My dog loves eating acorns. But he also loves eating sticks and poop, so I’ve never given it much concern.

Nor should I. Acorns are the stuff of life! For many centuries they have been a staple in Native-American diets, and with proper preparation, they can be a tasty and nutritional source of protein.

Even still, none of us would want to live solely on acorns. But that is the case in North Korea right now, where food has been scarce for decades. In the mid-1990s, North Korea experienced a horrible famine that wiped out millions of people and caused bone damage and underdevelopment in an entire generation.

Now, the North Korean agricultural ministry has announced that, even though there is already no food, it will get even worse in 2010.

According to one interview with the organization Open Doors, “it’s normal to see children lying dead on the street” in North Korea’s Hwangae Province. As the campaign for Village of Hope in Morocco continues, I can’t help but remember that each Korean child lying dead in the street has parents who have had to watch her starve and die, or have been imprisoned in a labor camp by the state, knowing that it means their little one will not survive.

Kim Jong-Il has tried to “stimulate the economy” by forcing almost all of his citizens to work for the state, but such work is very difficult on a people who have only acorns to survive.

Can it be any surprise that the citizens of this country are trying to flee? They have nothing to lose, and so they have become fugitives, refugees, widows carrying starving children. And they need a place to go.

Next time you see acorns, consider gathering them for dinner and preparing them correctly so that they won’t be too bitter. Then feed only that to yourself and your family for a few months, even the infants, and you will know a North Korean diet.

If, like me, you are not willing to do that, we should remember that most people would choose not to as well. But not all of us can.

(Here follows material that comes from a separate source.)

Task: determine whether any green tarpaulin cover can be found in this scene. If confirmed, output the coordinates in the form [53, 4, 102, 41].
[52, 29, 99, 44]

As citizens who love to praise liberty, let’s offer it to the people who need it most. Vote for LiNK’s safe house for North Korean refugees. Use every e-mail address you have, and tell your friends. Let your campus know, and especially any Korean groups. South Koreans often have the biggest heart for saving their northern neighbors.

Let’s get LiNK their well-deserved grant of $250,000, and do everything in our power to help the people of North Korea who arrive here desperate and disturbed, in need of a hope and a future.

Next Week:

I will be out of town working on a writing project for the next week. I will not have internet access, and will not be updating the blog. But I will be sending a daily reminder (via the husband!) to vote for LiNK and to tell others. If you find that obnoxious, don’t blame me – blame Kim Jong-Il.